Worse than "tax and spend" is

"not tax and still spend."

Any business owner knows you need revenue to stay in business, but apparently George W. Bush, a poor business owner in his own right, thought he could run up the credit cards to fund the business. Nice leading by example, Mr. President -- it's now nearly ruined your own political party.

Here we go...

...isn't M. Sachs and his "new macroeconomics" the direct lineal progenitor of the paranoid, decrepit, yet scary-dangerous kleptocracy other wise known as Russia?

Oh, sorry, my bad.....the Obamessiah has cleansed lefty progressives of all previous sins.

Let's start to count the laugh lines in this ludicrous Obamagasm...
1. Foreign aid works. Care to point out even one single positive result of the billions already flushed down foreign rat-holes?
2. "Great challenges" - climate change, poverty (the usual hit parade) - can be "solved". NEWS FLASH....the climate has been changing for - oh - roughly 3 billion years. Oops! Another of my bads, The Obamessiah is going to "solve" this....you betcha! (wink)
3. Higher taxes are good for the economy.....errr....check out the comparative records of Treasury Secretary Mellon in the 20's as compared to FDR in the 30's.
4. The government has a constructive role in the discovery and development of new technology. Riiight, that would be Saint Gore the Baptist and his invention of the internet, for example?

Dry your tears boys and girls....after The Obamessiah wraps up the "new macroeconomics" he'll move on to the "new physics", the "new mathematics"....

P.S. If the "new macroeconomics" works as well as the user registration function of this website then we are headed for way, way deeper weeds than anyone has imagined.

Its not an awful article

Sachs writes in overtly polarizing political tones. In this narrative the republicans are the bad guys. Its not such a bad narrative. There is a lot to not like about what Bush has done. The Iraq war and the pork barrel spending have done a lot of harm to the economy in terms of efficiency and opportunity cost. I dont think low income taxes are such a bad idea. Low income taxes have spurred a ton of growth in stalled Western European economies. A point that Sach's will never concede for obvious ultra ideological reasons.
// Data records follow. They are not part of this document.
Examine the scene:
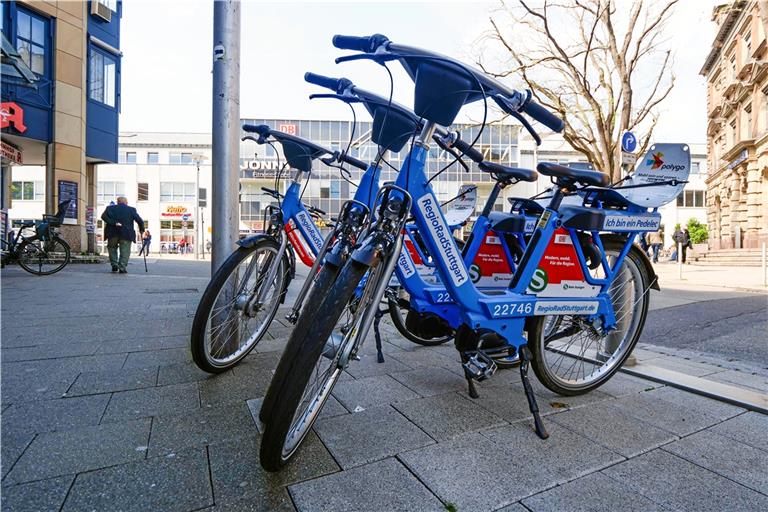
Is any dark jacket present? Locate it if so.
[101,203,144,242]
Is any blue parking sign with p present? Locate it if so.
[621,132,637,153]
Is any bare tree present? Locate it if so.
[478,0,678,181]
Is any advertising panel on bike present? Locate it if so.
[619,144,691,208]
[528,228,600,297]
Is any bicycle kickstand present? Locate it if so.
[520,345,549,439]
[373,309,387,363]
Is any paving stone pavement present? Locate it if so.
[0,260,768,512]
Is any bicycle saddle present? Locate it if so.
[536,162,611,187]
[478,161,539,181]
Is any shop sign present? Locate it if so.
[160,206,187,217]
[0,101,27,133]
[2,141,23,165]
[85,206,96,233]
[59,180,79,224]
[240,160,281,179]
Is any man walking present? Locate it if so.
[648,228,664,263]
[101,197,144,274]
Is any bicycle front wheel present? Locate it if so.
[260,260,376,471]
[190,238,290,373]
[528,242,651,396]
[17,235,70,276]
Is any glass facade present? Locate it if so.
[240,119,520,229]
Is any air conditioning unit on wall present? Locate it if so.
[91,0,112,21]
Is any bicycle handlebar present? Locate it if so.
[333,34,565,132]
[304,71,352,94]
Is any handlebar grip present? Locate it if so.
[453,139,484,163]
[243,124,270,137]
[333,34,373,53]
[522,100,565,132]
[333,34,389,53]
[304,71,341,92]
[341,154,368,171]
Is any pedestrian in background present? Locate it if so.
[648,228,664,263]
[101,197,144,274]
[139,230,152,256]
[672,224,691,263]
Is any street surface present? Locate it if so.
[0,258,768,512]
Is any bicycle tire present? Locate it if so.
[259,262,339,424]
[528,240,651,396]
[190,238,290,374]
[16,235,71,276]
[259,260,370,472]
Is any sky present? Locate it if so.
[120,0,718,143]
However, what is most depressing about this article is that Sachs is essentially arguing against Keynsianism and doesnt want to say so. His contention is that the idea that you can sustain economic growth through a public policy that promotes CONSUMPTION, in the form of worthless tax rebates, is a bad idea. He calls this Reaganism or Bushism but in reality the idea comes from Keynes. And conveniently and unsurprisingly, the brilliant center left economist is not referenced for this fault in American public policy.

America has issues. It has a debt situation spiraling out of control. It is locked into a war in Iraq that is costing this country precious life and scarce wealth. It also has a health care industry that is literally torn to pieces. Some people think nationalized health care is the answer, I would like to believe that a country with a 14 trillion dollar GDP can come up with a better way to alleviate some of the medical care issues facing the uninsured while still maintaining a dynamic health care industry that continues to generate global public goods in the form of pharmaceutical and bio tech innovations. After all, the US is currently the one country taking on this fight. The single payer nations are not doing their part in terms of innovation and that is something that the left is willfully negligent in not acknowledging.

Id like to think that we can maintain a proper welfare state while keeping taxes low. However, in Sachs world no government program is ever a failure. No social problem can not be solved as long as a properly financed public sector is taking up the fight. And no increase on income taxes is ever too large. After all, taxing capital accumulation in a capitalist economy is always a good thing.

Obama and Sachs need to concede that the devolution of America to the social market economy is an old political strategy, not something inherently progressive or "NEW."

Macroeconomics

What a disappointing article. The author fails to address ten trillion dollars in public debt, absolutely unsustainable entitlements, a monetary regime worldwide that has become a joke, etc. etc. His answer instead is, what a shock, tax and spend.